Quando podem as Finanças avançar para a penhora?
Segundo a informação oficial da Autoridade Tributária, terminado o prazo de 30 dias após a citação sem pagamento integral nem garantia que suspenda a execução, o processo pode avançar para a penhora de bens ou direitos. A apresentação de uma reclamação, impugnação ou oposição não deve ser confundida com suspensão automática: em muitas situações é necessária garantia idónea, uma penhora que cubra a dívida e o acrescido, ou o reconhecimento legal de dispensa de garantia.

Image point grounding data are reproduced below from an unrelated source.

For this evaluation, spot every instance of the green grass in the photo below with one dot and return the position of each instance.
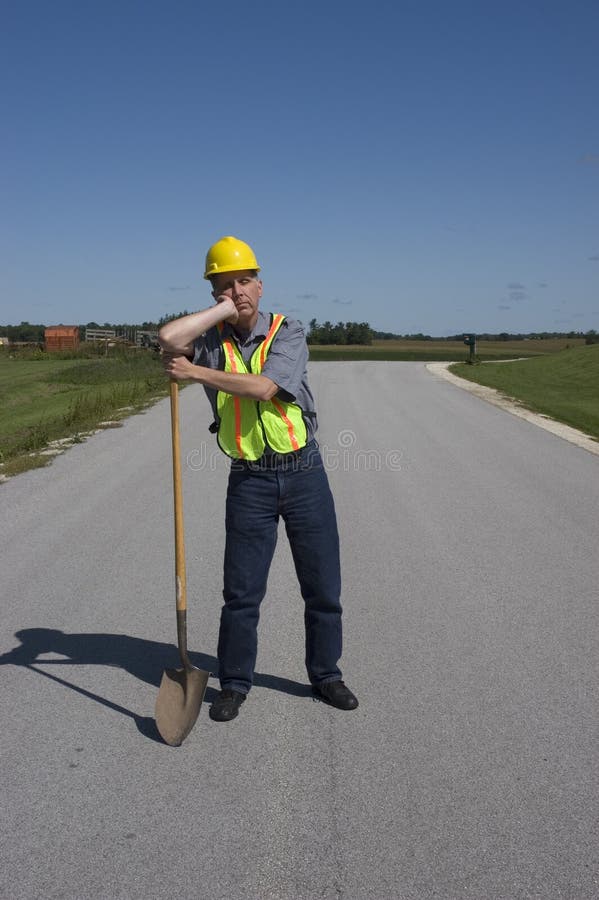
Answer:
(564, 386)
(431, 351)
(51, 397)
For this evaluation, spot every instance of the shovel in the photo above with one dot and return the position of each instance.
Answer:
(181, 690)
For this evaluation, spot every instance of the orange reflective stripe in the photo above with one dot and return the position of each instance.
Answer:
(237, 404)
(228, 347)
(265, 346)
(287, 421)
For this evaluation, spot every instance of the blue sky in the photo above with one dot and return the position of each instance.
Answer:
(422, 166)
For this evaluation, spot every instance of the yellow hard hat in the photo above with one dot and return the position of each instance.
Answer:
(229, 255)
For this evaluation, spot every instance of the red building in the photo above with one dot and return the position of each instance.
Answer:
(62, 337)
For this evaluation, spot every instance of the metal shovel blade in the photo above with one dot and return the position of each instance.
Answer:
(178, 703)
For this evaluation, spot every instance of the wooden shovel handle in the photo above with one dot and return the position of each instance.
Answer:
(178, 500)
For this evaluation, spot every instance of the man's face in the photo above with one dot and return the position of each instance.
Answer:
(244, 289)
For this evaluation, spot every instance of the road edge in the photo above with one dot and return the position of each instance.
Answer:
(509, 404)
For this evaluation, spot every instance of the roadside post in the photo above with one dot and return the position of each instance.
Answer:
(470, 341)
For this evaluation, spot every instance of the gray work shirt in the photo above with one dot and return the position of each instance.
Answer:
(286, 363)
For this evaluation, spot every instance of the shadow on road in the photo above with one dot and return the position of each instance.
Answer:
(144, 659)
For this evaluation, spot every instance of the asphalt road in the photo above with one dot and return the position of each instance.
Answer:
(469, 550)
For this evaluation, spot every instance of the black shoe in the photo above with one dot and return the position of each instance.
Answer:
(226, 706)
(337, 694)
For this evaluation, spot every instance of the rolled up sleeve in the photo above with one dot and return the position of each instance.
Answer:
(287, 358)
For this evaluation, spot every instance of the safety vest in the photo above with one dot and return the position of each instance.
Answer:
(246, 426)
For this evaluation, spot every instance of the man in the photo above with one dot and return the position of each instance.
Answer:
(253, 369)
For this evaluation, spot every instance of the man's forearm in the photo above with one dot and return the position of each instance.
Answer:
(258, 387)
(178, 336)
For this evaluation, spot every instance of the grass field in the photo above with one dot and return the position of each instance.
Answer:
(431, 351)
(46, 398)
(564, 385)
(49, 398)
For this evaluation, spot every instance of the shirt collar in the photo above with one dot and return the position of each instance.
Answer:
(260, 330)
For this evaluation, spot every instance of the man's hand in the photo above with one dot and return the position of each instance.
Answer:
(178, 367)
(234, 316)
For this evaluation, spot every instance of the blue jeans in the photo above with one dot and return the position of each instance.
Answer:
(297, 489)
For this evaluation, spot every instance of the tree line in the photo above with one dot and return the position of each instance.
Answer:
(341, 333)
(327, 333)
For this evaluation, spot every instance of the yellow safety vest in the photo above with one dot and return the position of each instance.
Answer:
(246, 426)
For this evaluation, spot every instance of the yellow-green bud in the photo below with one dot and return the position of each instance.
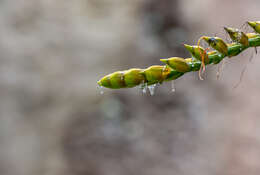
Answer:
(237, 36)
(197, 52)
(217, 43)
(177, 63)
(156, 74)
(255, 25)
(123, 79)
(134, 77)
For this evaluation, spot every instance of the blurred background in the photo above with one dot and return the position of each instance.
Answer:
(54, 121)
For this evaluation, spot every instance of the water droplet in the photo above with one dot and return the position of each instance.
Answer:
(143, 86)
(101, 89)
(173, 87)
(151, 89)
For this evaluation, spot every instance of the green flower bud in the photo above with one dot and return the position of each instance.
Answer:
(177, 63)
(217, 44)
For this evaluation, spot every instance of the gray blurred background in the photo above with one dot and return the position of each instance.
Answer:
(54, 121)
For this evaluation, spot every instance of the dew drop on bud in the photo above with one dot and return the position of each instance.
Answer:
(143, 86)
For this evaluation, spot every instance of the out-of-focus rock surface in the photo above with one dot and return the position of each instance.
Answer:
(54, 121)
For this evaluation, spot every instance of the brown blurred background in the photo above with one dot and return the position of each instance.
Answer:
(54, 121)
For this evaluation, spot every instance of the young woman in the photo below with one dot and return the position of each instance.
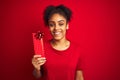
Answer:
(62, 57)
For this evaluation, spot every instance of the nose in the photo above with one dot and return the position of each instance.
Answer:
(56, 27)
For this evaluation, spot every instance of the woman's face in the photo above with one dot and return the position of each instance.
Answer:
(58, 26)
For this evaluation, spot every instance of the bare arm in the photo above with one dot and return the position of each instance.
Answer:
(37, 73)
(79, 75)
(37, 62)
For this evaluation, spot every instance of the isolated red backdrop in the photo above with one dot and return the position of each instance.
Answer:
(94, 25)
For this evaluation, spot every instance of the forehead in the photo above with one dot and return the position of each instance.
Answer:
(57, 17)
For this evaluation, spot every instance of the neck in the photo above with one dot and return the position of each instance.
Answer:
(60, 44)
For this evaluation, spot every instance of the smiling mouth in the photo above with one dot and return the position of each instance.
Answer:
(56, 33)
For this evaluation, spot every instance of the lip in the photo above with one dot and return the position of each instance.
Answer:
(56, 33)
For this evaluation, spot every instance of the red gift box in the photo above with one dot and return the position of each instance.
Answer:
(38, 45)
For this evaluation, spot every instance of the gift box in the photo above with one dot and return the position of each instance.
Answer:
(38, 43)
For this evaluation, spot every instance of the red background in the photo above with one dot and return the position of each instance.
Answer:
(95, 25)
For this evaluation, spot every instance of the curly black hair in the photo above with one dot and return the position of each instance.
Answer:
(60, 9)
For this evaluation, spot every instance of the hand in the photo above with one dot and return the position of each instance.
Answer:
(38, 61)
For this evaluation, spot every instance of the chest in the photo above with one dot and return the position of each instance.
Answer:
(57, 61)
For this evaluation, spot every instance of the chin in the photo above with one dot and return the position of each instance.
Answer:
(57, 38)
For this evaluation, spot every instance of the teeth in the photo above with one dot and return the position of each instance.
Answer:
(56, 33)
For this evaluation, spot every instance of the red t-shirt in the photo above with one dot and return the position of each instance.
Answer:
(61, 65)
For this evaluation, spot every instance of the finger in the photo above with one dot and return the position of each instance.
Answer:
(36, 56)
(42, 58)
(41, 61)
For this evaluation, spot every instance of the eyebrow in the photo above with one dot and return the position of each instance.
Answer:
(57, 21)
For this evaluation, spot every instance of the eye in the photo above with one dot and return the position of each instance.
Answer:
(61, 24)
(51, 25)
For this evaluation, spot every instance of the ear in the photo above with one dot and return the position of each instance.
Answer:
(67, 26)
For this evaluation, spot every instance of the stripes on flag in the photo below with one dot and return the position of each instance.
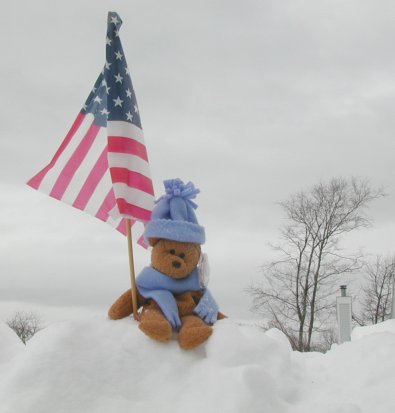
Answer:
(80, 177)
(102, 166)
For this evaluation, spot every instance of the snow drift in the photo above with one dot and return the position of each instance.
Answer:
(98, 365)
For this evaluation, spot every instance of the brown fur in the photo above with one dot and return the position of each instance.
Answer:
(153, 323)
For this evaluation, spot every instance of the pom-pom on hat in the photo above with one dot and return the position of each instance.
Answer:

Há situações em que a primeira notícia efetiva do processo coincide com uma penhora. O artigo 203.º do Código de Procedimento e de Processo Tributário prevê que, não tendo existido citação pessoal, o prazo de oposição possa contar da primeira penhora. A forma de contagem depende dos documentos e do modo como foram comunicados; não deve ser presumida a partir da data em que o contribuinte abriu o Portal das Finanças.
O que pode ser penhorado numa execução fiscal?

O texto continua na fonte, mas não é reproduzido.